I’ve mainly been reading biographies these days.

I originally hoped that this departure from my standard literary diet of non-fiction psychology books (or “self-help” as my friends like to call it) would be entertaining and interesting enough to reinvigorate my (recently waning) love for reading.

I expected that the arcs towards success (in the lives of those biographed) would be obvious.

That each step would be a carefully choreographed movement in their respective dances towards greatness.

Well.

I was wrong.

And as someone who (so far) has lived a life that is not obviously arcing toward greatness, I’ve found (a non-trivial amount of) solace in that.

For example, I had assumed Benjamin Franklin’s life consisted of a slow and steady march towards notoriety as an eminent tinkerer and the essential American patriot.

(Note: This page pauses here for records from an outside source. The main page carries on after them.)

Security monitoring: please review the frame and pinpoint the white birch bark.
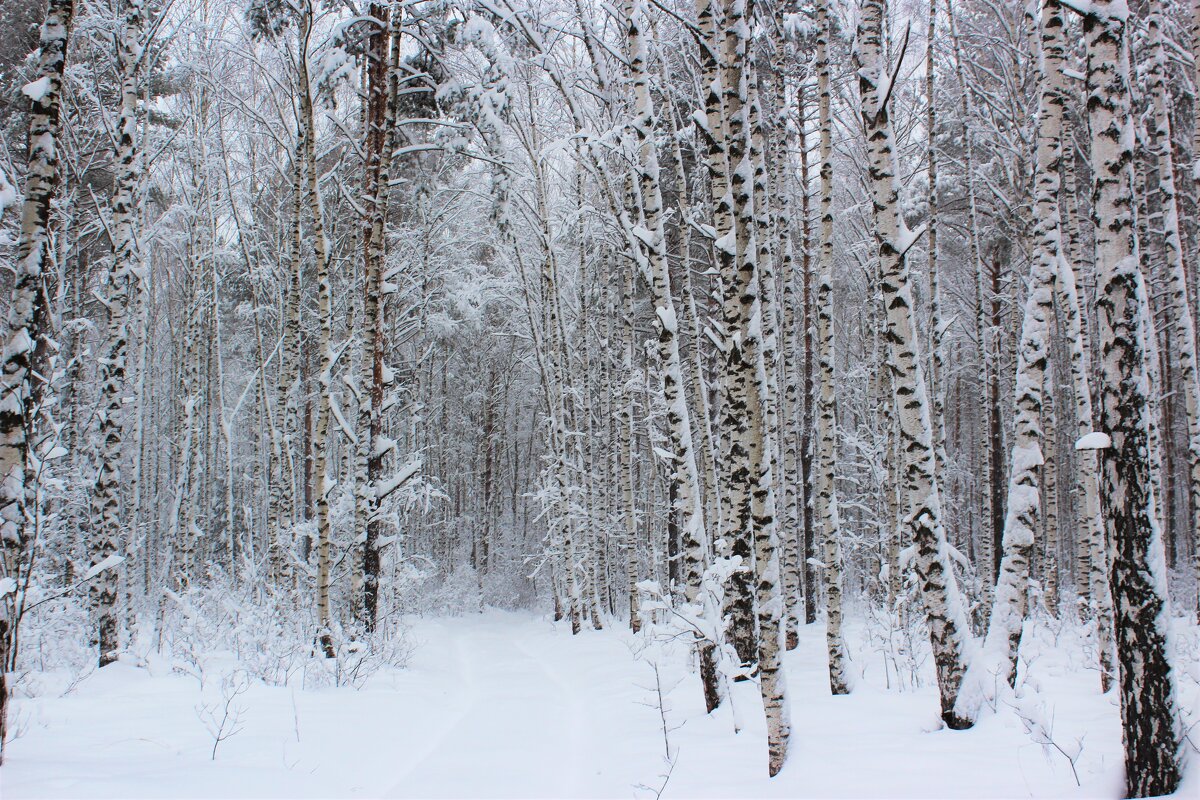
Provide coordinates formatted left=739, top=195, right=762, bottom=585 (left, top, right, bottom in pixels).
left=814, top=0, right=851, bottom=694
left=856, top=0, right=971, bottom=728
left=1084, top=0, right=1180, bottom=798
left=88, top=0, right=143, bottom=667
left=1146, top=0, right=1200, bottom=612
left=0, top=0, right=76, bottom=763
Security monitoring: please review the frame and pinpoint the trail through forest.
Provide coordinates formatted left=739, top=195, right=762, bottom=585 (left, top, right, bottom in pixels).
left=4, top=610, right=1200, bottom=800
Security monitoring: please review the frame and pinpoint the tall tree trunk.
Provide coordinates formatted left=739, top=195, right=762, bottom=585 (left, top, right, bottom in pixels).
left=296, top=2, right=336, bottom=658
left=88, top=0, right=143, bottom=667
left=1084, top=0, right=1180, bottom=798
left=856, top=0, right=971, bottom=728
left=0, top=0, right=74, bottom=763
left=814, top=0, right=851, bottom=694
left=625, top=1, right=718, bottom=710
left=1147, top=0, right=1200, bottom=613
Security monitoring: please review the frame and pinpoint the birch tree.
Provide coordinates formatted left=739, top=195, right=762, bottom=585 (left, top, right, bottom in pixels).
left=1084, top=0, right=1180, bottom=798
left=0, top=0, right=76, bottom=762
left=854, top=0, right=971, bottom=728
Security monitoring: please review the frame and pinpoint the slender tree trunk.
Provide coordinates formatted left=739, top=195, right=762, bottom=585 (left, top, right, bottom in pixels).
left=1147, top=0, right=1200, bottom=613
left=1084, top=0, right=1180, bottom=798
left=88, top=0, right=143, bottom=667
left=0, top=0, right=74, bottom=763
left=298, top=5, right=336, bottom=658
left=856, top=0, right=971, bottom=728
left=814, top=0, right=851, bottom=694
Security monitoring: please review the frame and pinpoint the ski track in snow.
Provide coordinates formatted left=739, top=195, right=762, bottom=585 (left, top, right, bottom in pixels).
left=0, top=610, right=1200, bottom=800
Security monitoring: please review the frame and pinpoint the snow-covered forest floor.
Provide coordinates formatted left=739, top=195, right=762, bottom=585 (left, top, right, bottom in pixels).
left=4, top=610, right=1200, bottom=800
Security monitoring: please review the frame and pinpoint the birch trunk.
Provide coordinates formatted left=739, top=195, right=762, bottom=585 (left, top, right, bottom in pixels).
left=0, top=0, right=74, bottom=763
left=1147, top=0, right=1200, bottom=612
left=1084, top=0, right=1180, bottom=798
left=88, top=0, right=143, bottom=667
left=856, top=0, right=971, bottom=728
left=296, top=4, right=336, bottom=658
left=626, top=2, right=718, bottom=710
left=814, top=0, right=851, bottom=694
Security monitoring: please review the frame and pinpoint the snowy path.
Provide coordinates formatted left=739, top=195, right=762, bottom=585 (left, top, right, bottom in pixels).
left=0, top=612, right=1200, bottom=800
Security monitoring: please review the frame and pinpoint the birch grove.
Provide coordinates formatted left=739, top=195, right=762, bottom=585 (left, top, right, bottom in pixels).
left=0, top=0, right=1200, bottom=796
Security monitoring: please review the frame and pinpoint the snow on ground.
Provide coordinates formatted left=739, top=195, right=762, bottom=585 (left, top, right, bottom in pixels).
left=0, top=610, right=1200, bottom=800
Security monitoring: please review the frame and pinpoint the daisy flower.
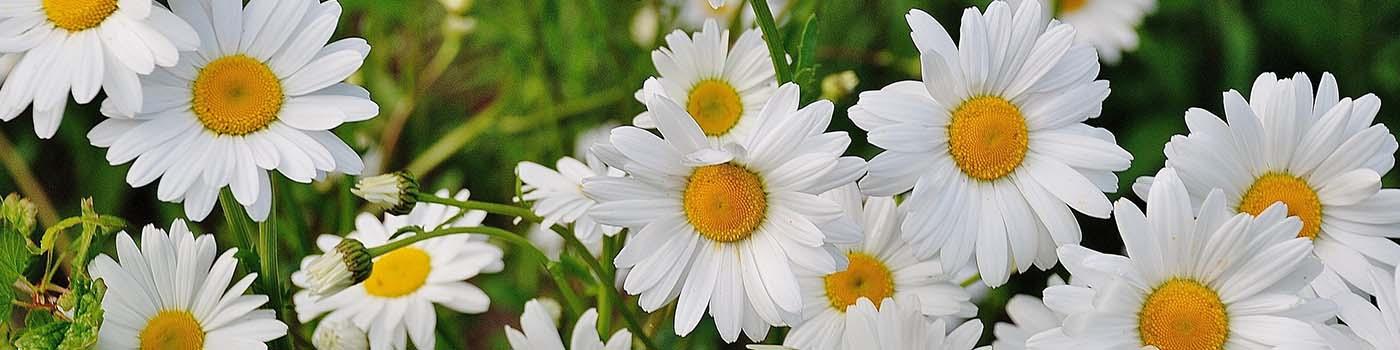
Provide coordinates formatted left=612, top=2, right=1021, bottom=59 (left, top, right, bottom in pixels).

And that Steve Jobs consistently chipped away at cementing his name as one of the most iconic founders in history.

And that Stephen King spent his entire adult life churning out hit novel after hit novel en route to becoming recognized as one of the most prolific writers of his generation.

But apparently, life doesn’t work like that.

Before Benjamin Franklin was a revered diplomat, he spent most of his time in the printing and postal businesses. And only a few years before he signed his name on the Declaration of Independence (and later the Treaty of Paris and the Constitution), he was known more widely as a traitor than a conciliator (in both America and Britain).

Before Steve Jobs was the CEO of Apple, he was a college dropout, hitchhiking across India, and upon return to the Bay Area, a night-shift technician at the video game maker Atari. And only a few years before the iMac sold 6 million units (making it the best-selling computer to date), Jobs was running two failing companies that he had put almost all of his life’s savings into. And this, of course, was all only a few years after he got ousted from Apple — the company he had founded less than a decade earlier.

Before Stephen King filled bookstore shelves with his best-selling novels, he was a high school English teacher making $6k a year, writing at nights in his trailer home in Maine. And only a few months before he got his first book deal for Carrie (worth $400k — the equivalent of 67 more years spent at his teaching job), the first draft of Carrie was sitting in the garbage. King’s wife happened to stumble upon it, dust off the cigarette ashes, and encourage him to give it another go.

Sure, there’s luck involved in all of these stories.

But as Picasso (allegedly) said, “luck will find you, but it has to find you working.”

Greatness is not inevitable. But it also isn’t random.

For every Stephen King, there are surely thousands of aspiring writers who are still writing at nights and on the weekends, waiting for their big break.

But there are also probably thousands of aspiring writers who aren’t writing at all.